Dual and Direction-Selective Mechanisms of Phosphate Transport by the Vesicular Glutamate Transporter.

Vesicular glutamate transporters (VGLUTs) fill synaptic vesicles with glutamate and are thus essential for glutamatergic neurotransmission. However, VGLUTs were originally discovered as members of a transporter subfamily specific for inorganic phosphate (Pi). It is still unclear how VGLUTs accommodate glutamate transport coupled to an electrochemical proton gradient ΔµH+ with inversely directed Pi transport coupled to the Na+ gradient and the membrane potential. Using both functional reconstitution and heterologous expression, we show that VGLUT transports glutamate and Pi using a single substrate binding site but different coupling to cation gradients. When facing the cytoplasm, both ions are transported into synaptic vesicles in a ΔµH+-dependent fashion, with glutamate preferred over Pi. When facing the extracellular space, Pi is transported in a Na+-coupled manner, with glutamate competing for binding but at lower affinity. We conclude that VGLUTs have dual functions in both vesicle transmitter loading and Pi homeostasis within glutamatergic neurons.

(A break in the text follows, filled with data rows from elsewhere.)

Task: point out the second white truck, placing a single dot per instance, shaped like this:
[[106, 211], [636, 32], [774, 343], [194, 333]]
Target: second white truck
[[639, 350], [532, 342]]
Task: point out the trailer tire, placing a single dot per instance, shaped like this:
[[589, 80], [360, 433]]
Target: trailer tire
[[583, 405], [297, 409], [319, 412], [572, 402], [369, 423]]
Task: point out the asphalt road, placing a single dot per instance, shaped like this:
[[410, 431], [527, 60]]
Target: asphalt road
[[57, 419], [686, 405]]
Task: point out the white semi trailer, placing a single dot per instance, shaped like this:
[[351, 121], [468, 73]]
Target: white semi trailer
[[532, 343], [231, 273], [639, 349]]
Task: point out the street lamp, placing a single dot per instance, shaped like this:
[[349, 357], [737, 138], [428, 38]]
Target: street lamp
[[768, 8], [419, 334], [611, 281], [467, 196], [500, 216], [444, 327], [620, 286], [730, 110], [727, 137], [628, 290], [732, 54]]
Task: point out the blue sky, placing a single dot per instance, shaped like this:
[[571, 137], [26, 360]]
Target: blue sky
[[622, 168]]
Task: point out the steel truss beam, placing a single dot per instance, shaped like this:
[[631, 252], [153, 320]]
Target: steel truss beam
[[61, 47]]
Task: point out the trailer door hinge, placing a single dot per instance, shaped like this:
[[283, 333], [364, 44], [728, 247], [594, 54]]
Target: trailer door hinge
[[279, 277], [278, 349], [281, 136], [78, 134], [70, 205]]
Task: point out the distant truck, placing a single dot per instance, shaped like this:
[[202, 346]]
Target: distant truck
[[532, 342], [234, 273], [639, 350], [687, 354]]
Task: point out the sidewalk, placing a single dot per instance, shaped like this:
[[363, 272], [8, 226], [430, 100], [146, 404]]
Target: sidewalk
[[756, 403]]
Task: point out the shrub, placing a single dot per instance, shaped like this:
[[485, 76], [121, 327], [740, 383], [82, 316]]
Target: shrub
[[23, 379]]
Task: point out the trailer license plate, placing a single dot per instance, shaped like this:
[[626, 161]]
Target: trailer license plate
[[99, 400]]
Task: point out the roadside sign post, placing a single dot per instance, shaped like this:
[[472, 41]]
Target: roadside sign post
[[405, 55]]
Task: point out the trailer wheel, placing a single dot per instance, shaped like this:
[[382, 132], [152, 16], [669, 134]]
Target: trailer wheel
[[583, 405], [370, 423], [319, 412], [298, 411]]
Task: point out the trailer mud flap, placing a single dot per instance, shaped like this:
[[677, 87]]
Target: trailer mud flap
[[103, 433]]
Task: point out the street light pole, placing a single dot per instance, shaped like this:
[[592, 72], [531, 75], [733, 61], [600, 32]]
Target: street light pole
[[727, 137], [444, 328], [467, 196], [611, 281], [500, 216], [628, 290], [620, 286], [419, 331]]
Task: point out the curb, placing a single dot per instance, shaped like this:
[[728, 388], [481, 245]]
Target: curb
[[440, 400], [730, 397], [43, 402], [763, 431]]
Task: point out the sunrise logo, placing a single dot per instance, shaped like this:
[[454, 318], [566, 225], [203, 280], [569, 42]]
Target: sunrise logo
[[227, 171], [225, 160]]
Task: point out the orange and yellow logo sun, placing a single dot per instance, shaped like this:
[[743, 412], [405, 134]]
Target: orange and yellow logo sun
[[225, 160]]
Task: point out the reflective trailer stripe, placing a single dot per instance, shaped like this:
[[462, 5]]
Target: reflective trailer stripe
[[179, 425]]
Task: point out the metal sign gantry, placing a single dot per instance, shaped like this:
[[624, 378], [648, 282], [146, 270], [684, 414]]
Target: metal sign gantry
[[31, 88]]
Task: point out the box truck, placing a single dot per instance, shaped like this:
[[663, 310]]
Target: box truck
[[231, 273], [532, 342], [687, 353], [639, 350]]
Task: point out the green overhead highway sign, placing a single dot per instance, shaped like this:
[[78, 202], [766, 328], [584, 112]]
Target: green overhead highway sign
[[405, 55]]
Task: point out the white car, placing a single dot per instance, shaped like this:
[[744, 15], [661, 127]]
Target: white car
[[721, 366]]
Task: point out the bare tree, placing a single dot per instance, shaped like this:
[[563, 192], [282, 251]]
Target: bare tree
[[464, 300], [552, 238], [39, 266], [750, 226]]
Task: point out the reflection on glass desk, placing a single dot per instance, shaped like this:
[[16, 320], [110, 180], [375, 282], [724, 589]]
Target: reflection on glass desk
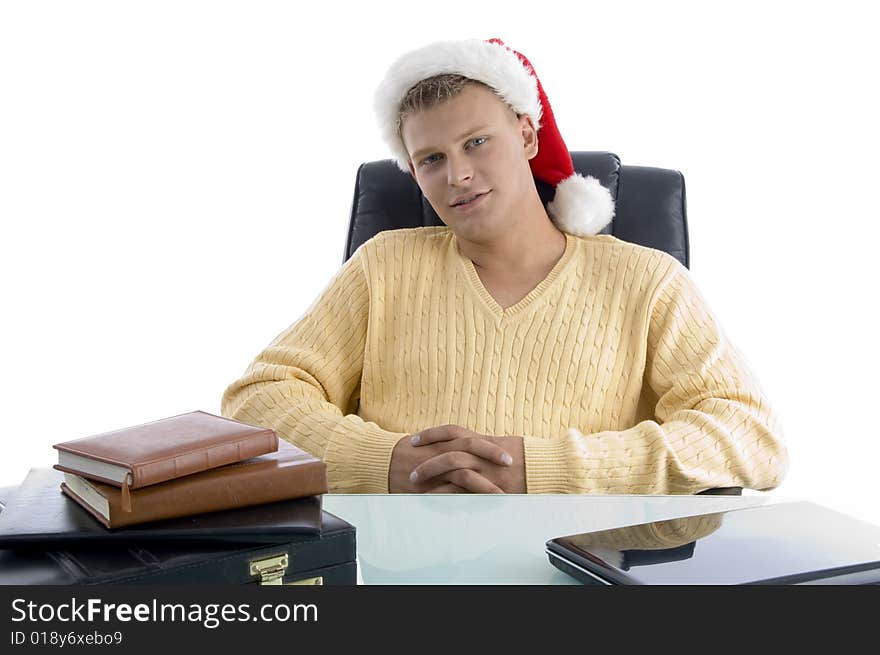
[[493, 539]]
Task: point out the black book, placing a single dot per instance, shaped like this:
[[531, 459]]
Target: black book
[[279, 543]]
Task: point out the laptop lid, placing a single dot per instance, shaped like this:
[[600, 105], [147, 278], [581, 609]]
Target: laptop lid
[[785, 543]]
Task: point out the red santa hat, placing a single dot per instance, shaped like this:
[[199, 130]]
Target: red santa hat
[[581, 206]]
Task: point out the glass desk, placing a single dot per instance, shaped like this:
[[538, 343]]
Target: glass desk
[[493, 539]]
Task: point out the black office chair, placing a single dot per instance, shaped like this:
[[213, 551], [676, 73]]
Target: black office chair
[[650, 202], [650, 208]]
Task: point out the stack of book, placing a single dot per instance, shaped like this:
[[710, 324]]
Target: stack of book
[[185, 465]]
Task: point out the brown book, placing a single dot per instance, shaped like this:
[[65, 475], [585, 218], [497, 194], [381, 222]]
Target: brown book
[[162, 450], [285, 474]]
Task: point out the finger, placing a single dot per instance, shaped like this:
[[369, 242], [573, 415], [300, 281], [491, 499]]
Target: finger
[[474, 482], [440, 433], [442, 464], [447, 488], [483, 449], [466, 440]]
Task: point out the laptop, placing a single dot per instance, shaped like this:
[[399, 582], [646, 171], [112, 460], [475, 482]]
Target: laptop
[[784, 543]]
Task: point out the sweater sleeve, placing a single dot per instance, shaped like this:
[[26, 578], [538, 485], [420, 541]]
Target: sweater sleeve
[[306, 385], [713, 427]]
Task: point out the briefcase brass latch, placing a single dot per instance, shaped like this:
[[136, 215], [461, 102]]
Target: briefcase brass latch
[[270, 569]]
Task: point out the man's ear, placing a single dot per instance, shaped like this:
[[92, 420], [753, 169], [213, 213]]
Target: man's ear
[[529, 135]]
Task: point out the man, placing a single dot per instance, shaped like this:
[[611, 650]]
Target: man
[[511, 350]]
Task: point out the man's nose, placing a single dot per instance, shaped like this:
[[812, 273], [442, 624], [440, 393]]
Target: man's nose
[[458, 169]]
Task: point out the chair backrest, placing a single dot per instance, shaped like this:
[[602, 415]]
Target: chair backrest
[[649, 202]]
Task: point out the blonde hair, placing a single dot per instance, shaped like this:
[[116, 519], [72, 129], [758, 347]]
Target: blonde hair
[[431, 92]]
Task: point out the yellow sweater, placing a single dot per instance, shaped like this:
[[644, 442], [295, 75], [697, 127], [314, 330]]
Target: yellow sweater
[[613, 370]]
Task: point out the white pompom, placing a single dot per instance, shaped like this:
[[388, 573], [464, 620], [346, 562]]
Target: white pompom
[[582, 206]]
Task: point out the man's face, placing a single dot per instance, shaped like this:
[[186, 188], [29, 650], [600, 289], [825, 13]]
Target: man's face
[[472, 145]]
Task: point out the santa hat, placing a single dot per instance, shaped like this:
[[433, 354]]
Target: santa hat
[[581, 206]]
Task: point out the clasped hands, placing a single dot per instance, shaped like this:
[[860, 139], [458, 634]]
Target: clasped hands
[[453, 459]]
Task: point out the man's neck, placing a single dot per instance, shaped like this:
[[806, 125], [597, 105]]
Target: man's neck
[[532, 248]]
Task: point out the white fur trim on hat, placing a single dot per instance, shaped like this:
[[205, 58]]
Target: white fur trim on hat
[[489, 63], [581, 206]]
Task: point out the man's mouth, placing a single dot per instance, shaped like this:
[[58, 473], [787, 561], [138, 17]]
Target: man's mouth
[[468, 200]]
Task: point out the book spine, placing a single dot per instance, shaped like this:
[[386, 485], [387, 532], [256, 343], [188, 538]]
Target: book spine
[[214, 493], [203, 459]]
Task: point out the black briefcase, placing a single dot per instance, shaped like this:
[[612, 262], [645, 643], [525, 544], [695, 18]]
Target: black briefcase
[[327, 558]]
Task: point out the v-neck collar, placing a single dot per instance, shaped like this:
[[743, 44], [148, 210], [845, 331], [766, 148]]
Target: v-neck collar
[[530, 299]]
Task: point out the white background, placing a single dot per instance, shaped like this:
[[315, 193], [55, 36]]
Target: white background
[[176, 180]]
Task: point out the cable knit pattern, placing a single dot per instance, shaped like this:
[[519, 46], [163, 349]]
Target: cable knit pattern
[[613, 370]]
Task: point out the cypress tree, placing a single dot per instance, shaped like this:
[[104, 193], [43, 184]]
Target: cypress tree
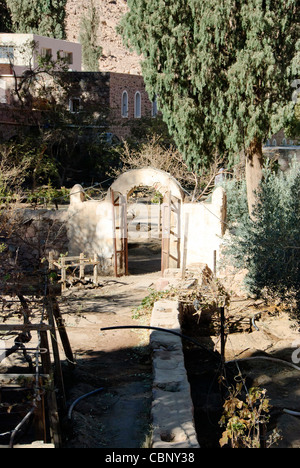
[[88, 38], [222, 71]]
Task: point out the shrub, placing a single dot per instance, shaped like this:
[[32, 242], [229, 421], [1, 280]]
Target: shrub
[[268, 245]]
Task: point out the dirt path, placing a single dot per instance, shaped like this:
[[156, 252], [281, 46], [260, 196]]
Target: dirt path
[[116, 361]]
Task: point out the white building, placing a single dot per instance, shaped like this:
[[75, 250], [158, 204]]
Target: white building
[[20, 52]]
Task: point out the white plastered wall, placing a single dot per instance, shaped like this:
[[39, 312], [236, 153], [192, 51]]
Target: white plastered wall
[[90, 229]]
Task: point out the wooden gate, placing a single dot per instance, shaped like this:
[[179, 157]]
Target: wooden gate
[[120, 233], [171, 232]]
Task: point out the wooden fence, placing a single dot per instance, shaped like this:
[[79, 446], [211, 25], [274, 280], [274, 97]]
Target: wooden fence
[[77, 264]]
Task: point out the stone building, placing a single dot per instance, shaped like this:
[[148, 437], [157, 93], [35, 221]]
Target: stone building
[[107, 101]]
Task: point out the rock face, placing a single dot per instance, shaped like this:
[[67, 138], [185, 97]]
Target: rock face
[[115, 57]]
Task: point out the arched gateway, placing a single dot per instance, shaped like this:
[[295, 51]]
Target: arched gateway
[[169, 214], [191, 233]]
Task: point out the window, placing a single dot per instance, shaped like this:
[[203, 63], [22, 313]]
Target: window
[[137, 105], [7, 52], [47, 53], [66, 56], [125, 104], [74, 105]]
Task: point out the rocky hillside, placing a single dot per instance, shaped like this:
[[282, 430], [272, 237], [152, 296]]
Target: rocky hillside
[[115, 56]]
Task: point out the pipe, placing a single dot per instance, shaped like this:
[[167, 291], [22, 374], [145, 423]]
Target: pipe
[[18, 427], [293, 413], [266, 358], [81, 398]]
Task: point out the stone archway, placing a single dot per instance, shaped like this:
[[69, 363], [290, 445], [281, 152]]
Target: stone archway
[[168, 219], [159, 180]]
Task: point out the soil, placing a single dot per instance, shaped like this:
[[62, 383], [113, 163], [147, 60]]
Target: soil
[[117, 363]]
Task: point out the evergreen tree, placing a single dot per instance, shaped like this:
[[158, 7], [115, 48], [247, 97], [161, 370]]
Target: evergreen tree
[[43, 17], [222, 71], [268, 247], [91, 52]]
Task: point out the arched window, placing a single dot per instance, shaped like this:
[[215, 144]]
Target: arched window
[[137, 105], [124, 104]]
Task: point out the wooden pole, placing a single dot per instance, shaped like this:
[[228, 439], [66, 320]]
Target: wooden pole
[[81, 266], [62, 332], [95, 269]]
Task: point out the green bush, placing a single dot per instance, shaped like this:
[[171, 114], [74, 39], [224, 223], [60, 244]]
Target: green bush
[[268, 246]]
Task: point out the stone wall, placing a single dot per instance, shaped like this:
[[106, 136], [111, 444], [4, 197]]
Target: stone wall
[[90, 229]]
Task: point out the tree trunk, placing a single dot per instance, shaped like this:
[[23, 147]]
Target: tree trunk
[[254, 165]]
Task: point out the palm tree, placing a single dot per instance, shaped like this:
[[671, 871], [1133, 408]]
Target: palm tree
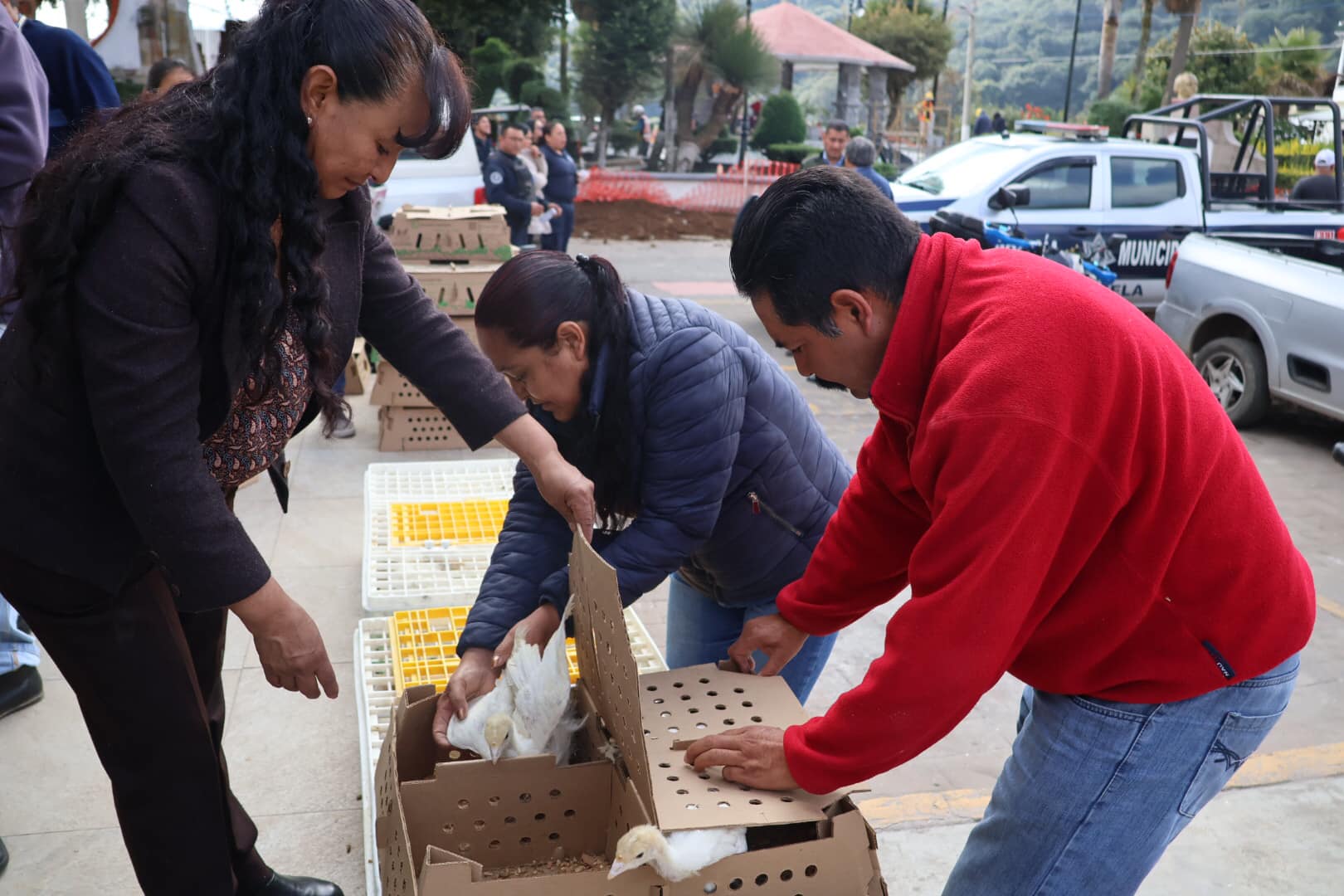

Vesicular glutamate transporters use flexible anion and cation binding sites for efficient accumulation of neurotransmitter.

Vesicular glutamate transporters (VGLUTs) accumulate the neurotransmitter glutamate in synaptic vesicles. Transport depends on a V-ATPase-dependent electrochemical proton gradient (ΔµH+) and requires chloride ions, but how chloride acts and how ionic and charge balance is maintained during transport is controversial. Using a reconstitution approach, we used an exogenous proton pump to drive VGLUT-mediated transport either in liposomes containing purified VGLUT1 or in synaptic vesicles fused with proton-pump-containing liposomes. Our data show that chloride stimulation can be induced at both sides of the membrane. Moreover, chloride competes with glutamate at high concentrations. In addition, VGLUT1 possesses a cation binding site capable of binding H+ or K+ ions, allowing for proton antiport or K+ / H+ exchange. We conclude that VGLUTs contain two anion binding sites and one cation binding site, allowing the transporter to adjust to the changing ionic conditions during vesicle filling without being dependent on other transporters or channels.